You will need to use trial and error to determine how much ammonia to add to your tank water.

Start with adding about 3 – 5 drops per gallon of water, you can add more if you need it. However it is much harder to remove the ammonia if you add too much. Allow this to mix for a few minutes and then test the ammonia levels with your salicylate ammonia test kit.

Note: You will want to add enough ammonia to simulate the bio-load your tank will have once you add fish to it. For a simple tank setup this is usually around 2.0 ppm.

Once you have tested your water, add enough ammonia to bring the levels up to the 2.0 ppm. A little over the 2.0 ppm is ok. Retest your ammonia level and record your results.

Step 2: Maintain your ammonia levels – Things you need to do to maintain healthy tank water.

  • Everyday add enough ammonia to keep the ammonia levels at about 2.0 ppm
  • Test your ammonia, nitrite and nitrate each day
  • Record your test results
  • Check your pH levels – Any sudden drop or rise in pH can cause your beneficial bacteria to die off and slow or halt your progress.

Over the next 1 – 2 weeks the beneficial bacteria will consume ammonia and begin to break down the ammonia you have been adding. The bacteria will continue to multiply to meet the demand. The bacteria will give off nitrite as a byproduct and this will start to show up on your tests. Once this happens you will know the cycle is well under way.

Step 3: Cycle Progression –  At the point your tests will be showing nitrite levels are beginning to raise and you can cut the amount of ammonia you add each day by half. As ammonia-consuming bacteria multiply, you will see the ammonia levels drop and nitrite levels rise.

A second type of beneficial bacteria that lives in your tank will consume harmful nitrite and give off less harmful nitrate as a byproduct. With this second type of bacteria, you will see the nitrite levels drop and the nitrate levels rise. This usually occurs around the weeks 3 – 4 mark.

When the ammonia levels fall back to zero,  the nitrite levels fall back to zero and the nitrate levels are showing on your tests. then and only then, is your tank completely cycled.

Step 4: Partial water change – You will want to do a partial water change to keep nitrates at a safe level. You want the nitrates to be around 10 – 20 ppm.

After this water change treat your water with a conditioner that neutralizes:

  • Chlorine
  • Chloramines
  • Heavy metals

Then acclimate your fish to their tank. If you don’t have fish right away, be sure to keep adding ammonia daily to keep the cycle going until you are ready to add fish to your tank.

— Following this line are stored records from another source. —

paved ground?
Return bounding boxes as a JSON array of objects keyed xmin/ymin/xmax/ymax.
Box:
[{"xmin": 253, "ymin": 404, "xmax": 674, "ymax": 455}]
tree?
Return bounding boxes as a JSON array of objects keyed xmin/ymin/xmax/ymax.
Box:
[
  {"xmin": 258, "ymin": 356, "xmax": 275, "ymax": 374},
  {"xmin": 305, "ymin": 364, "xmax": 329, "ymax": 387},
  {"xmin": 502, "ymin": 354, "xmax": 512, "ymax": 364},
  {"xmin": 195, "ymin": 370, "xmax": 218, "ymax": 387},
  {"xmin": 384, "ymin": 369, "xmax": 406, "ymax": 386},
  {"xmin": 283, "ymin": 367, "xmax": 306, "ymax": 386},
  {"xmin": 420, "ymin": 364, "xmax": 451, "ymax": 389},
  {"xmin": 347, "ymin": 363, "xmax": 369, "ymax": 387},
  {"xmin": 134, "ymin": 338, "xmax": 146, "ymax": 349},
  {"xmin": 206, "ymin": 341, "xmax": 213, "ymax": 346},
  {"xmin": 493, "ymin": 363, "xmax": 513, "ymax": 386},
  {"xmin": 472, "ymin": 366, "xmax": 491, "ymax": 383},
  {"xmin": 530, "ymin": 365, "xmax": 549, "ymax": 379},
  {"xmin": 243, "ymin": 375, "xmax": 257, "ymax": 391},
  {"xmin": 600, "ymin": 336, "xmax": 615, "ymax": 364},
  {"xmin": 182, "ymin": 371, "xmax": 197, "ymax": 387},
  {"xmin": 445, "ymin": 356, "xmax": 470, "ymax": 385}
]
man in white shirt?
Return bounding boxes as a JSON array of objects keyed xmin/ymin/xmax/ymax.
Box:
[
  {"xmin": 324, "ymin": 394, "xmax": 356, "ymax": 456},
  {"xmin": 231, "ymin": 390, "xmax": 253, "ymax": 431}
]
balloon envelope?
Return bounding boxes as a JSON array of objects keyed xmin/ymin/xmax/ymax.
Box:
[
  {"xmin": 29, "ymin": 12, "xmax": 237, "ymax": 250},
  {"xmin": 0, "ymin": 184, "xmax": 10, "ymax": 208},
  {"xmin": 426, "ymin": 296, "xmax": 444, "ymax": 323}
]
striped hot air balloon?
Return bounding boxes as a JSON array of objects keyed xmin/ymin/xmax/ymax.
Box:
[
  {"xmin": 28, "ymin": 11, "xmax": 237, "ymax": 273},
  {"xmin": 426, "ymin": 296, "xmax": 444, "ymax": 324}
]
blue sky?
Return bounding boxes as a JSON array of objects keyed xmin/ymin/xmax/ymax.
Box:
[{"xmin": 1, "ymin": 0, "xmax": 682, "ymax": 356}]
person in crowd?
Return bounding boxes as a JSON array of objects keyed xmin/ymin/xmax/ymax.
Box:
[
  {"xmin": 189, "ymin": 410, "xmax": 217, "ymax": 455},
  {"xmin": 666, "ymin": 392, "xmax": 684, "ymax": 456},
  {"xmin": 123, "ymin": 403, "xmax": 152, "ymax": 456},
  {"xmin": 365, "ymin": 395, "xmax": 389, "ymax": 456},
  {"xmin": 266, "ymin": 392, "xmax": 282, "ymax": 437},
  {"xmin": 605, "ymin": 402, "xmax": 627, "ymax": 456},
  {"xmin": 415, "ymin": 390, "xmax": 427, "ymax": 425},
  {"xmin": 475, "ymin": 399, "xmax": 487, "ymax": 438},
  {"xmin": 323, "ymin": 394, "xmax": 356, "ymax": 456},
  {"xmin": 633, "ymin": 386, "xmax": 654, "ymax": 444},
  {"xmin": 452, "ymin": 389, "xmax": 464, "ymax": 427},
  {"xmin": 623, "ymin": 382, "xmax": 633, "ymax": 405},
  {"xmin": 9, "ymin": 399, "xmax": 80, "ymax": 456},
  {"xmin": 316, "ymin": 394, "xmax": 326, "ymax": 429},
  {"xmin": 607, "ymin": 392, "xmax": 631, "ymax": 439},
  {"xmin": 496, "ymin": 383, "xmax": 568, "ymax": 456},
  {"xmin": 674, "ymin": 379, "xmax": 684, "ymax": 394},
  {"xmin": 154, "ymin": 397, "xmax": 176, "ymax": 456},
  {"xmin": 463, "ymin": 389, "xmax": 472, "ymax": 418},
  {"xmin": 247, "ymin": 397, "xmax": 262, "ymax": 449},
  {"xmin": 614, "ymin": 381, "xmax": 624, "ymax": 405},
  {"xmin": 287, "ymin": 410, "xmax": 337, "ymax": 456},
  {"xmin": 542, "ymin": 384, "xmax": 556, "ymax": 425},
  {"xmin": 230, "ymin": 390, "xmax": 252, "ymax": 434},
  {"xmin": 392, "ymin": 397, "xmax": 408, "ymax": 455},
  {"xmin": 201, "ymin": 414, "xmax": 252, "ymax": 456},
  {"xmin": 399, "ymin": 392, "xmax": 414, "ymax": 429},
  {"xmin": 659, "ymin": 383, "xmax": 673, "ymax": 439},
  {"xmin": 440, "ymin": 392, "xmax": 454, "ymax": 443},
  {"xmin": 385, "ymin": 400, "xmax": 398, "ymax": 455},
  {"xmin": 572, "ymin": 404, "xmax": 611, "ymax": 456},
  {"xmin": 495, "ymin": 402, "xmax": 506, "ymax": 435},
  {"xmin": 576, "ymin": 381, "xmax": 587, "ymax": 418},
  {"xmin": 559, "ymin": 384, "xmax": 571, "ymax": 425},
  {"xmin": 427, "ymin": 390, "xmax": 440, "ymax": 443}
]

Step 5:  Maintain a safe environment –

  • Make sure to do partial 25% water changes each week to keep the nitrate levels in the safe range.
  • You will want to occasionally, test your water for ammonia & nitrite to make sure the cycle is continuing.
  • Nitrate and pH tests should be performed weekly.

Once your tank is cycled it can stay cycled for many years with proper maintenance.